CS 251: Assignment #5

Principal Components Analysis

Due Friday 22 March 2013

The goal of this week's lab is to add the capability to execute PCA on a data set and then create plots based on the analysis.


Read through all of the tasks and plan your design before you start writing code.

The first part of the project involves extending your Data and Analysis classes/files. The second part of the project involves integrating the analysis into the GUI.

Executing a PCA analysis creates three things. First, it generates the eigenvectors, which specify a new basis, or set of axes, for the data. Second, it generates the eigenvalues, which indicate how important each eigenvector is to representing the data. Third, projecting the data from its original data space into the PCA space generates a set of transformed data.

Because the transformed data is, for all intents and purposes, a new data set, it makes sense to use a Data object to hold it. However, we need to extend that Data object to include fields for the mean values, eigenvectors and eigenvalues, as well as information such as the set of columns used for the analysis. Therefore, it makes sense to extend the Data class and create a child class, PCAData class, that will hold the results of a PCA analysis.

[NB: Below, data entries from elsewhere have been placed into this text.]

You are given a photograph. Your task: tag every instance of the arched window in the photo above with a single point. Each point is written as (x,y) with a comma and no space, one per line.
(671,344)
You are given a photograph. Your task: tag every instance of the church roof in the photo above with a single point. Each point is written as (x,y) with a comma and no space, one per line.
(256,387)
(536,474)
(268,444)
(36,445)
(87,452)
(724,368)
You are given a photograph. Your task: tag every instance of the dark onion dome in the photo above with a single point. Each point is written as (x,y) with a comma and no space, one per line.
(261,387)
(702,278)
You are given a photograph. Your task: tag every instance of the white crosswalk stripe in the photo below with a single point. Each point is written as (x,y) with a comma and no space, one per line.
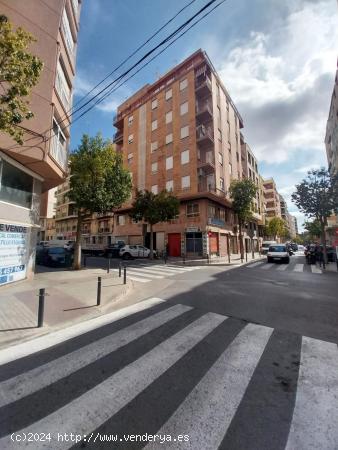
(206,410)
(145,273)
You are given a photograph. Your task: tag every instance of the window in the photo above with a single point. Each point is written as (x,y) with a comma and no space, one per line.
(169,163)
(154,104)
(186,182)
(193,209)
(183,84)
(62,87)
(184,108)
(169,138)
(184,132)
(16,186)
(169,185)
(169,117)
(153,146)
(67,34)
(58,148)
(154,125)
(185,157)
(168,94)
(121,219)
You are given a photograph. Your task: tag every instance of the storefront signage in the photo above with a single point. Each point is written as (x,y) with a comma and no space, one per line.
(13,252)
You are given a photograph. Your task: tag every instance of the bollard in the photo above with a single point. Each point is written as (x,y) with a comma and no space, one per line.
(98,297)
(41,307)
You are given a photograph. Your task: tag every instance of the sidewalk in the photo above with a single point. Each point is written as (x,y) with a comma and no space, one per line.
(235,259)
(70,298)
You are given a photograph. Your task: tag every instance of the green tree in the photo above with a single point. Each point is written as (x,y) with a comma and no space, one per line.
(242,194)
(313,228)
(98,182)
(317,197)
(19,73)
(154,208)
(276,227)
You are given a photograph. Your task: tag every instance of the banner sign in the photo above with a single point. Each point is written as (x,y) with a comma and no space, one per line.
(13,252)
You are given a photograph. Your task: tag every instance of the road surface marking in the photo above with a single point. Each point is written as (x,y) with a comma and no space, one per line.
(43,342)
(28,382)
(315,417)
(92,409)
(282,267)
(259,263)
(314,269)
(203,415)
(142,273)
(267,266)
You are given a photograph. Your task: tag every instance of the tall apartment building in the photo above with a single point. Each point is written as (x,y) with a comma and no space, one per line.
(182,133)
(250,171)
(272,201)
(29,170)
(331,144)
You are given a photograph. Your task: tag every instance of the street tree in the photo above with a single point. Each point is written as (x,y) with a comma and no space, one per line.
(154,208)
(276,227)
(98,182)
(242,193)
(317,197)
(313,228)
(19,73)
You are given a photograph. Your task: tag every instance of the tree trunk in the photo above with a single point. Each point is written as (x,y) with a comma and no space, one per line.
(77,250)
(323,240)
(241,248)
(151,242)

  1. Implement a new class PCAData that inherits the data class. You can put this new class into your Data.py file or create a new file for it. The class should have fields to hold the list of column IDs used to create the data, the eigenvalues (numpy matrix or list), the eigenvectors (numpy matrix), the mean data values (numpy matrix), and the projected data (numpy matrix).

    You will need to make sure that all of the fields of the Data class get populated when you create the PCAData class, including the field that holds the raw data.

    In order for my test file to work, your PCAData class has to support the following methods. You can make whatever other methods you feel will be useful.

    • getData() - returns a matrix with the data
    • getMeans() - returns a matrix with the means for each column
    • getEigenvalues() - returns a matrix with the eigenvalues in a single row
    • getEigenvectors() - returns a matrix with the eigenvectors as columns
  2. Implement a function pca in your Analysis class/file. The function should take in a list of column IDs and return a PCAData object with the set of source columns, eigenvalues, eigenvectors, and projected data within it.

    If you run this test file on this data file, then you should get this result.

  3. In your GUI, enable the user to pick a data file, execute a PCA analysis, store the result, and then create an entry in a listbox that links to the result. The basic capability should use all of the numeric columns of the selected data set. An extension is to allow the user to pick and choose columns.
  4. In your GUI, enable the user to select an analysis from the listbox and view the data projected onto the first three eigenvectors. An extension is to allow the user to pick the columns to plot.
  5. In your GUI, somehow enable the user to see the eigenvectors and eigenvalues of a selected PCA analysis. You can use plots, project the eigenvectors onto the original data, or just throw up a window with the numeric values in a table.
  6. Come up with an acronym or name for your program. Be creative. The success of your program may, in the end, be completely determined by how cool your acronym is. Then again, it's success may have something to do with the quality of your work. But it never hurts to have a cool name.



Write a brief description of how you implemented the PCA algorithm and modified your Data and Application classes. Incorporate screen shots showing a visualization of the provided data set and another data set of your choice.


Once you have written up your assignment, give the page the label:


Put your code your private handin directory on Courses. Please make sure you are organizing your code by project. If you have any problems uploading the code, send the prof a zip file.